Friday, 24 May 2013

Crockery

I suppose that the plates, bowls and mugs from which we eat food can be as significant in inducing memories as the food itself. If not more so. Food is transitory. Yet we can eat off the same plate day after day, year after year. I think, for instance, of the light blue crockery which we used at my first boarding school. Of the white china plates at my secondary school...and the reassuring thud they made against the rubber rubbish chute as the remains of the food went into the pig bin: did pigs ever get it? And of the grey pottery plates my parents used for dinner parties.

But to go back even further, the first bowl I recall using depicted a nursery. On the floor of the nursery was a red train engine. That engine became totemic and a battleground with my brother: which of us would have the privilege of eating from the red train bowl? When we were eating porridge, our mother skilfully persuaded us to eat it quickly to see, by uncovering the engine, who had secured the prized bowl. Now my nephew eats from it.

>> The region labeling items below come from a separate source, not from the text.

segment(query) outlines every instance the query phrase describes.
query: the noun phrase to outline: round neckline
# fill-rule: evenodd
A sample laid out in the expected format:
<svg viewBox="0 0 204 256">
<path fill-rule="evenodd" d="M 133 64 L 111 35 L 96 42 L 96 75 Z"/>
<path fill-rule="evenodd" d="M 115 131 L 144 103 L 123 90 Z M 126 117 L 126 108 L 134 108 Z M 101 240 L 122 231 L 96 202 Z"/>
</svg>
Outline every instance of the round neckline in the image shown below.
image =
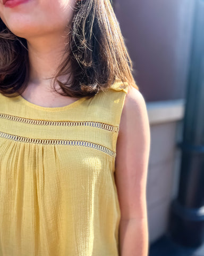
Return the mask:
<svg viewBox="0 0 204 256">
<path fill-rule="evenodd" d="M 82 97 L 80 98 L 78 100 L 74 101 L 73 102 L 69 104 L 68 105 L 64 106 L 63 107 L 42 107 L 41 106 L 37 105 L 33 103 L 30 102 L 28 101 L 27 100 L 24 99 L 21 95 L 19 95 L 16 97 L 16 99 L 18 99 L 20 101 L 22 101 L 26 105 L 29 107 L 35 108 L 36 109 L 41 110 L 45 110 L 45 111 L 62 111 L 65 110 L 69 108 L 71 108 L 73 107 L 75 107 L 79 104 L 80 104 L 81 102 L 83 101 L 86 100 L 86 97 Z"/>
</svg>

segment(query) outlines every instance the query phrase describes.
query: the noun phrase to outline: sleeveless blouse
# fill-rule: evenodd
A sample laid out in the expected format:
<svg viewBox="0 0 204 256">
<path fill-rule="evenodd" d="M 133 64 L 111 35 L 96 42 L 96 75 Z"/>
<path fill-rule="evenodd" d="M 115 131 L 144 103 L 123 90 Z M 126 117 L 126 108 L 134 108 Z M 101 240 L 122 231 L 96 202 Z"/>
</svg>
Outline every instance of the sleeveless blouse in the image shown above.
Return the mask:
<svg viewBox="0 0 204 256">
<path fill-rule="evenodd" d="M 118 255 L 123 85 L 54 108 L 0 94 L 0 256 Z"/>
</svg>

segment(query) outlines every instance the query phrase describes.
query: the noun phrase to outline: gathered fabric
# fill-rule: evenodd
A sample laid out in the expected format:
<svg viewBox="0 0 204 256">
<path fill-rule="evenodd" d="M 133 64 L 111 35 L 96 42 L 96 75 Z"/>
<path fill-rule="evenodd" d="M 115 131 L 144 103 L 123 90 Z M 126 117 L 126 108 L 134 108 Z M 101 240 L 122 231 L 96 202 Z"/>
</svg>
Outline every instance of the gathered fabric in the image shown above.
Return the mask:
<svg viewBox="0 0 204 256">
<path fill-rule="evenodd" d="M 118 256 L 128 87 L 47 108 L 0 94 L 0 256 Z"/>
</svg>

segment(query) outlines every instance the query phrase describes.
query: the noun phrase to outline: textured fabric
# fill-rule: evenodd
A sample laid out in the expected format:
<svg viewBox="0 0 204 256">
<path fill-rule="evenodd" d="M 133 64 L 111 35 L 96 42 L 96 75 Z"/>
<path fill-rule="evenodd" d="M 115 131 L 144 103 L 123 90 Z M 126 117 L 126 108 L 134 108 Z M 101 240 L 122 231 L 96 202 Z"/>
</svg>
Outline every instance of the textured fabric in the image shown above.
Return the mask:
<svg viewBox="0 0 204 256">
<path fill-rule="evenodd" d="M 0 255 L 116 256 L 128 87 L 46 108 L 0 94 Z"/>
</svg>

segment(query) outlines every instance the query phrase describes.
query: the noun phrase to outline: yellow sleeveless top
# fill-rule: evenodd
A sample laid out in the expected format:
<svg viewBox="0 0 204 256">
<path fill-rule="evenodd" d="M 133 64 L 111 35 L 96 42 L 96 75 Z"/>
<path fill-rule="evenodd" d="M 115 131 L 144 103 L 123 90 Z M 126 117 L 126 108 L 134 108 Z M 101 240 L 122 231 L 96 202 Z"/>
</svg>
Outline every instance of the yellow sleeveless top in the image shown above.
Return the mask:
<svg viewBox="0 0 204 256">
<path fill-rule="evenodd" d="M 47 108 L 0 94 L 0 255 L 117 256 L 128 87 Z"/>
</svg>

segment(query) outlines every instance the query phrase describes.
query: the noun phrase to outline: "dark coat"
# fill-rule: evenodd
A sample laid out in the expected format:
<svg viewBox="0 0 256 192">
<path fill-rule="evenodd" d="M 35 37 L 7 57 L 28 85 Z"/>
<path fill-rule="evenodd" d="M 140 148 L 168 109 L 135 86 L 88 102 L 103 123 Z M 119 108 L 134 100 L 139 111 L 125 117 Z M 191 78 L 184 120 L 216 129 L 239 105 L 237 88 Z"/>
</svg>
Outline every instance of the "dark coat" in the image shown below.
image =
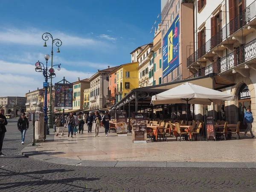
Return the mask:
<svg viewBox="0 0 256 192">
<path fill-rule="evenodd" d="M 17 122 L 17 127 L 18 129 L 28 129 L 29 124 L 29 119 L 26 117 L 25 117 L 24 120 L 20 117 Z"/>
<path fill-rule="evenodd" d="M 3 122 L 0 124 L 0 128 L 2 129 L 3 133 L 5 133 L 6 132 L 6 128 L 5 127 L 5 125 L 8 124 L 6 118 L 3 114 L 0 114 L 0 118 L 4 119 Z"/>
<path fill-rule="evenodd" d="M 93 125 L 93 116 L 91 115 L 87 115 L 86 117 L 86 123 L 89 125 Z M 90 123 L 88 123 L 88 122 L 90 122 Z"/>
</svg>

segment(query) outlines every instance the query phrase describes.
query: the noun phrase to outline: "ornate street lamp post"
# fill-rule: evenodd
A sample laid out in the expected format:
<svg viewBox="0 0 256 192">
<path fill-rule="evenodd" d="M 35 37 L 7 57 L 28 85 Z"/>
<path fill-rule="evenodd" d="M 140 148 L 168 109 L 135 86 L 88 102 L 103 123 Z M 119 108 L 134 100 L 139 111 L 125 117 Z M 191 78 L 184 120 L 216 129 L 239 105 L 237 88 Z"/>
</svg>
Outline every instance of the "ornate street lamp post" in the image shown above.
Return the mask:
<svg viewBox="0 0 256 192">
<path fill-rule="evenodd" d="M 52 68 L 52 58 L 53 57 L 53 44 L 55 44 L 56 46 L 58 47 L 58 50 L 57 51 L 57 52 L 60 52 L 60 50 L 59 49 L 59 47 L 61 47 L 62 44 L 62 42 L 59 39 L 53 39 L 52 37 L 52 35 L 48 32 L 44 33 L 42 35 L 42 38 L 44 41 L 44 47 L 47 47 L 46 45 L 46 41 L 49 40 L 49 37 L 52 39 L 52 63 L 51 65 L 51 67 Z M 48 127 L 49 128 L 53 128 L 53 119 L 52 119 L 53 117 L 53 108 L 52 106 L 52 76 L 51 76 L 51 82 L 50 83 L 50 102 L 49 105 L 49 120 L 48 122 Z"/>
<path fill-rule="evenodd" d="M 47 66 L 48 64 L 48 61 L 50 58 L 50 55 L 49 54 L 45 54 L 44 55 L 44 58 L 46 61 L 46 65 L 45 67 L 44 64 L 41 63 L 39 61 L 37 62 L 35 64 L 35 71 L 37 72 L 42 73 L 42 75 L 44 77 L 45 82 L 46 84 L 44 84 L 44 87 L 45 88 L 45 95 L 44 95 L 44 122 L 45 125 L 47 125 L 48 123 L 48 118 L 47 116 L 47 87 L 48 87 L 47 83 L 48 83 L 48 79 L 50 79 L 52 80 L 52 78 L 54 78 L 56 77 L 56 75 L 54 73 L 54 69 L 52 68 L 53 67 L 58 66 L 58 70 L 61 70 L 61 67 L 60 67 L 61 65 L 61 64 L 52 65 L 50 68 L 48 67 Z M 49 108 L 50 108 L 50 105 L 51 105 L 50 102 L 50 104 L 49 105 Z M 49 112 L 50 111 L 50 110 L 49 111 Z M 48 124 L 49 125 L 49 124 Z M 45 137 L 46 137 L 46 135 L 45 135 Z"/>
</svg>

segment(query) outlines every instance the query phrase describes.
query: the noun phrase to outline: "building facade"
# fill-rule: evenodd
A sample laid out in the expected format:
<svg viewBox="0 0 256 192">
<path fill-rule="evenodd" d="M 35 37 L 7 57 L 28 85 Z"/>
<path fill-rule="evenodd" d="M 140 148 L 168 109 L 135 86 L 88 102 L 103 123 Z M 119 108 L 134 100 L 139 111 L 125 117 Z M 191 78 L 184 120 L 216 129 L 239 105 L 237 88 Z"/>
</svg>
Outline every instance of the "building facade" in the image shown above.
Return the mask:
<svg viewBox="0 0 256 192">
<path fill-rule="evenodd" d="M 25 94 L 25 96 L 26 97 L 26 112 L 32 113 L 35 111 L 37 103 L 38 102 L 44 102 L 44 89 L 39 89 L 38 88 L 37 90 L 31 91 L 29 91 L 29 93 Z M 43 98 L 42 101 L 40 98 Z"/>
<path fill-rule="evenodd" d="M 194 43 L 187 60 L 191 78 L 217 74 L 225 79 L 219 84 L 232 83 L 219 90 L 237 96 L 214 106 L 196 105 L 197 118 L 212 115 L 229 123 L 242 122 L 248 107 L 256 117 L 256 13 L 252 12 L 256 1 L 183 1 L 193 6 L 194 12 Z M 256 127 L 253 122 L 254 131 Z M 245 128 L 240 124 L 240 129 Z"/>
<path fill-rule="evenodd" d="M 109 81 L 108 73 L 117 67 L 103 70 L 98 70 L 98 72 L 89 79 L 90 82 L 90 93 L 89 108 L 90 110 L 99 110 L 105 108 L 108 95 L 108 87 Z"/>
<path fill-rule="evenodd" d="M 73 110 L 83 109 L 84 108 L 84 90 L 90 88 L 90 83 L 88 79 L 80 80 L 79 77 L 77 81 L 73 84 Z M 81 93 L 82 95 L 81 95 Z"/>
<path fill-rule="evenodd" d="M 161 1 L 161 83 L 186 79 L 189 76 L 186 63 L 187 49 L 193 40 L 193 6 L 181 4 L 181 1 Z"/>
<path fill-rule="evenodd" d="M 26 98 L 23 97 L 1 97 L 0 107 L 4 110 L 4 114 L 19 115 L 26 112 Z"/>
<path fill-rule="evenodd" d="M 149 54 L 152 47 L 153 43 L 148 44 L 137 56 L 139 59 L 138 72 L 140 87 L 144 87 L 149 85 L 148 67 L 151 60 Z"/>
</svg>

But the time swiftly came when bowls were for babies and instead, the grownupness of using "ordinary plates" - light pastel shades, used everyday - became much more attractive.

How does it all work now? I enjoy eating off fine white china if the meal is stunning. For food eaten by myself, I will almost certainly eat from a bowl rather than a plate, or, for soup, from a mug. Is it that the bowl and mug, being more enclosed and smaller, are more comforting than the wide expanse of plate? Or is it just that there is less chance of the food spilling onto the floor?